Black Dragon of Amber Book Two: The Road to Amber
“A noble war well fought. You must have the luck and backing of the Unicorn,” he said. “Not many survived those. I fought at sea in Magnesia.” That was the sea battle between Eric and Julian at the end of the war. Not many had survived that encounter, either. “Your men will leave tomorrow morning for the Citadel.”
He pointed to a map laid out on the table showing the bay, the port city of Topaz and a vast expanse of forest, some plains and mountains that rivaled the Rockies. Some said plainly that their elevations were unknown and warned of wyvern nests, harpies and other dangerous beasts of the air. The scale suggested that it was a week’s journey to the foothills if the forests weren’t impenetrable.

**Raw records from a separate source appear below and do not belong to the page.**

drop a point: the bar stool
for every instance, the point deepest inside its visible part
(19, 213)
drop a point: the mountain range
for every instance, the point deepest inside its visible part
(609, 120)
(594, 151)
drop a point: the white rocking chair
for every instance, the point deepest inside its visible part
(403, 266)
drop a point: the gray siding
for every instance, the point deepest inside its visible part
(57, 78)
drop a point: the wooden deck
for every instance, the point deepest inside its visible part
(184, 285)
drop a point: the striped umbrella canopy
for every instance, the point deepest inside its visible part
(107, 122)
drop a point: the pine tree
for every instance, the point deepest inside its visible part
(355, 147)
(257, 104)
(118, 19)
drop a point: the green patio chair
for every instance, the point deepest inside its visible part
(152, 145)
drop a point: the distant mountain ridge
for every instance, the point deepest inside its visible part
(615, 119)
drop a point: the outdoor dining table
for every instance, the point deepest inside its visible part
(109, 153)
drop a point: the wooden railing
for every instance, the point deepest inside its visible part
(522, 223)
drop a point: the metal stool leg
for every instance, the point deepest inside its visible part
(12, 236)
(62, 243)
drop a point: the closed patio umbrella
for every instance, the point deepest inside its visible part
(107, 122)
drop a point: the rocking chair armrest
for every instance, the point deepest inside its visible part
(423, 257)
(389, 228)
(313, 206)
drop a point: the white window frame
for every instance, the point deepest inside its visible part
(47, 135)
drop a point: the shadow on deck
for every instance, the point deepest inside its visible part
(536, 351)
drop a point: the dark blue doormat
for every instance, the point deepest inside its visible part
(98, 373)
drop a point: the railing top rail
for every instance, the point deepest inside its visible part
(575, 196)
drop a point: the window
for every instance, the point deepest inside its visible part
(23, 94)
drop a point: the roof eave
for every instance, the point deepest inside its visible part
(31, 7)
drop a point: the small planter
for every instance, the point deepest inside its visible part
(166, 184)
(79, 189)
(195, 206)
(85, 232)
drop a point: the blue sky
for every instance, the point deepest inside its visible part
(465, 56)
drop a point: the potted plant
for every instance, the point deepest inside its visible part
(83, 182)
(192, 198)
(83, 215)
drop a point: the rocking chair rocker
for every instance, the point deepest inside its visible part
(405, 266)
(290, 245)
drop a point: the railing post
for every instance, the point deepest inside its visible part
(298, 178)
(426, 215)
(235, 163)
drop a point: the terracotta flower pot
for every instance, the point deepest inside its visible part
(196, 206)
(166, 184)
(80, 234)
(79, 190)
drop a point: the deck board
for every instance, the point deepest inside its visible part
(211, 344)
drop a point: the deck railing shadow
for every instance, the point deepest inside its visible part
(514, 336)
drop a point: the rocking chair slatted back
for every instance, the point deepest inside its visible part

“Flying legions tried, magic was tried. In the end, it was only betrayal from within that breached her walls, by the Red Witch herself. She turned on her mentor, Jax and slew him. The king wants us to do the same but this time, we have to rescue and retrieve a dragon.”
“He’s mad,” one of the men, snorted. “Ain’t no such critter!”
“Oh, there is,” General Cathorian, said. “I, myself have seen it. Giant, black and it speaks. I believe it is the Black Dragon of Amber and our king wants it back. Those of you who are afraid may opt out but know this, if you stay and win, each and every one of you will reap such wealth as to be a royal Lord yourself.”
“Can’t spend good coin if you’re dead,” another mumbled.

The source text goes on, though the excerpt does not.